The final difference we note is that between genders. This was seen in Tables 2 and 3, where we noticed that the slopes for women were statistically significantly greater than those for men in the case of the non-identified. Thus, non-identified women/men over-assess/under-assess their weight relative to men/women. This relative over-assessment of weight reduces as a function of BMI, exhibiting the fact that non-identified women perceived a given BMI increment as being bigger than that perceived by a non-identified man. For the category question there were no statistically significant differences between identified/non-identified men and women.

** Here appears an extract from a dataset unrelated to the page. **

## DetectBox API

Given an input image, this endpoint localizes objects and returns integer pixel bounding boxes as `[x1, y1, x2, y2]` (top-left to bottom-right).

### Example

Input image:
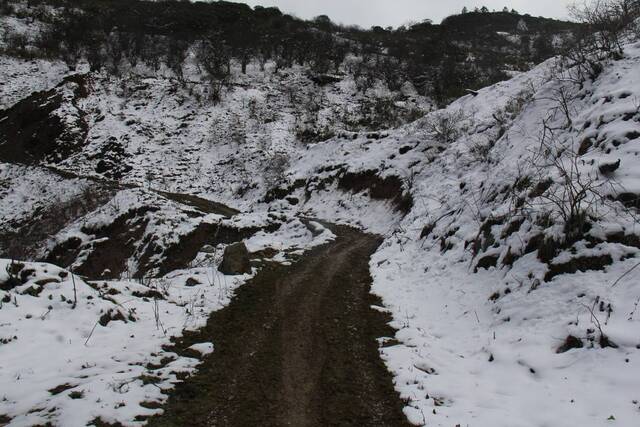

Some potential limitations of this research are: i) the data is cross-sectional, thereby making causal inference more difficult; this is particularly the case in that we are considering BMI differences across different group not across a cohort of the same individuals; ii) the male/female ratio for the ENSANUT respondents is skewed and therefore not fully representative of the Mexican population; iii) identification of obesity by a healthcare professional was self-reported and therefore subject to recall and other biases; iv) Weight categories are defined using standard BMI cut-off points and these are potentially unknown to most respondents; v) We assume that no other variable distinguishes the identified from the non-identified, e.g. socio-economic category etc. However, we checked explicitly that the age distribution was the same; vi) We have assumed that the Stunkard scale and the category scale can be interpreted as approximately linear measures of BMI.